Explaining Bayesian Neural Networks
Kirill Bykov, Marina M. -C. Höhne, Adelaida Creosteanu, Klaus-Robert Müller, Frederick Klauschen, Shinichi Nakajima, Marius Kloft
TL;DR
This paper addresses the gap in Explainable AI for Bayesian Neural Networks by treating local explanations as distributions induced by the posterior over weights, $p(W|\mathcal{D}_{tr})$, and sampling multiple explanation maps to quantify uncertainty in explanations. It introduces a method-agnostic framework (UAI) that computes mean explanations and constructs Union/Intersection aggregations, plus an uncertainty-aware variant UAI^+ and clustering to reveal multi-modal explanation strategies. A key theoretical result shows that, for linear attribution operators, the explanation of the predictive mean equals the mean of explanations, enabling efficient summarization of the average behavior. Empirical results on CMNIST, ImageNet, and a pathology use case demonstrate that incorporating explanation uncertainty improves interpretability, highlights diverse reasoning modes, and aids in detecting spurious cues (Clever Hans), though the work is limited by the chosen posterior approximation and the need for dedicated metrics for explanation distributions. Overall, the framework provides a practical, scalable path to uncertainty-aware XAI, with potential impact for safety-critical deployment and more nuanced model debugging in real-world tasks.
Abstract
To advance the transparency of learning machines such as Deep Neural Networks (DNNs), the field of Explainable AI (XAI) was established to provide interpretations of DNNs' predictions. While different explanation techniques exist, a popular approach is given in the form of attribution maps, which illustrate, given a particular data point, the relevant patterns the model has used for making its prediction. Although Bayesian models such as Bayesian Neural Networks (BNNs) have a limited form of transparency built-in through their prior weight distribution, they lack explanations of their predictions for given instances.
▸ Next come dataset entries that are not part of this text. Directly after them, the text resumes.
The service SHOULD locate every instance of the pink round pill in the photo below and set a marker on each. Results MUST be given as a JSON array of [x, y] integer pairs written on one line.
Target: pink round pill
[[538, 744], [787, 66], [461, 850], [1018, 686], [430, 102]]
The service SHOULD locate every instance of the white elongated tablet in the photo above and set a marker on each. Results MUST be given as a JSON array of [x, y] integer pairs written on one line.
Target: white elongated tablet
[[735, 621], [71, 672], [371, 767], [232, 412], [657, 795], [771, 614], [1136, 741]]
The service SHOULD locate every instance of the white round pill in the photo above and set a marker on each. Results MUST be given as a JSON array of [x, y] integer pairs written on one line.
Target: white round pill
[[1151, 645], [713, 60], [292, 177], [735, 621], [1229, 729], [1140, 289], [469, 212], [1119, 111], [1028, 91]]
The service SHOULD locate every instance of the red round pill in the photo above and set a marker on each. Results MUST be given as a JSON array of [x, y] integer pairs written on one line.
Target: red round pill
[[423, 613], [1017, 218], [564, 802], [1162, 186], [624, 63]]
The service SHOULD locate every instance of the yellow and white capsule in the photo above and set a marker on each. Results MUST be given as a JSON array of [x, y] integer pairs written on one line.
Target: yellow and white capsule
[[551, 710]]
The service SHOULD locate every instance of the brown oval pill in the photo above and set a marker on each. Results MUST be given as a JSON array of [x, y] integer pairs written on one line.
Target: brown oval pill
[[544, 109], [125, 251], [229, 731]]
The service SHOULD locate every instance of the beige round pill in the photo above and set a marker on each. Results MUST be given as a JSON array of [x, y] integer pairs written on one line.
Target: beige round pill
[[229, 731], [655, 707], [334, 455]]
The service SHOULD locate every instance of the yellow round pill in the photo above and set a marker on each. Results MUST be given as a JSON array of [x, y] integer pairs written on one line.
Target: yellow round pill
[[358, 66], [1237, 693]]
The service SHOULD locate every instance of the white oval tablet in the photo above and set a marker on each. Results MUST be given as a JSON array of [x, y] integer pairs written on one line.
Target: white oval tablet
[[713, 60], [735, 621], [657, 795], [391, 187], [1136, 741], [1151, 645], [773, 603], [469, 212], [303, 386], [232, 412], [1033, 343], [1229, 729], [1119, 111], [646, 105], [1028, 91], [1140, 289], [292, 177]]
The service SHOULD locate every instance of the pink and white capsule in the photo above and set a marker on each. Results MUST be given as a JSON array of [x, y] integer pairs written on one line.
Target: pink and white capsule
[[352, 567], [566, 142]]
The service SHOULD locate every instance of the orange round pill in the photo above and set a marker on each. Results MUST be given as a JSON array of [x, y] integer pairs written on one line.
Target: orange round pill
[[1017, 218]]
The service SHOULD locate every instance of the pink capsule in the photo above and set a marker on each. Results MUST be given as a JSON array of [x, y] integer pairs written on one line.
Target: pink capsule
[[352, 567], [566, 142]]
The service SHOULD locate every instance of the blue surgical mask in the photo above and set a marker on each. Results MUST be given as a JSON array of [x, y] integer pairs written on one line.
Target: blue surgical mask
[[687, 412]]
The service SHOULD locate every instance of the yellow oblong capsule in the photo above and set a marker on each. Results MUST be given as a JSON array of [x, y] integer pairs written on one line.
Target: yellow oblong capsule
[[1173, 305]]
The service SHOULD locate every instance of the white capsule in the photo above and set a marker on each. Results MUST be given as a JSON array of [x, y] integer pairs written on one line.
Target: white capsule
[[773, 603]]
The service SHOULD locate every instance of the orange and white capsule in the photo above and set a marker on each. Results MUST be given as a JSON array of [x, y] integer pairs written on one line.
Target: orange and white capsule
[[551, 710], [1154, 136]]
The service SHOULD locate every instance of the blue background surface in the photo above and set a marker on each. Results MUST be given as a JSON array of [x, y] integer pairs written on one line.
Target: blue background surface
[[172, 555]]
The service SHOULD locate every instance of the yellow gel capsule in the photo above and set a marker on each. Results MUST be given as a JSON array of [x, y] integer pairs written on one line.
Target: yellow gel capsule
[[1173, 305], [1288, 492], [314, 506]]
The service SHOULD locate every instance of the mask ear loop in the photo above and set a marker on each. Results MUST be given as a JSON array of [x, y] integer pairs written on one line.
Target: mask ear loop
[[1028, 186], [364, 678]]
In this work, we take a step toward combining these two perspectives by examining how local attributions can be extended to BNNs. Within the Bayesian framework, network weights follow a probability distribution; hence, the standard point explanation extends naturally to an explanation distribution. Viewing explanations probabilistically, we aggregate and analyze multiple local attributions drawn from an approximate posterior to explore variability in explanation patterns. The diversity of explanations offers a way to further explore how predictive rationales may vary across posterior samples. Quantitative and qualitative experiments on toy and benchmark data, as well as on a real-world pathology dataset, illustrate that our framework enriches standard explanations with uncertainty information and may support the visualization of explanation stability.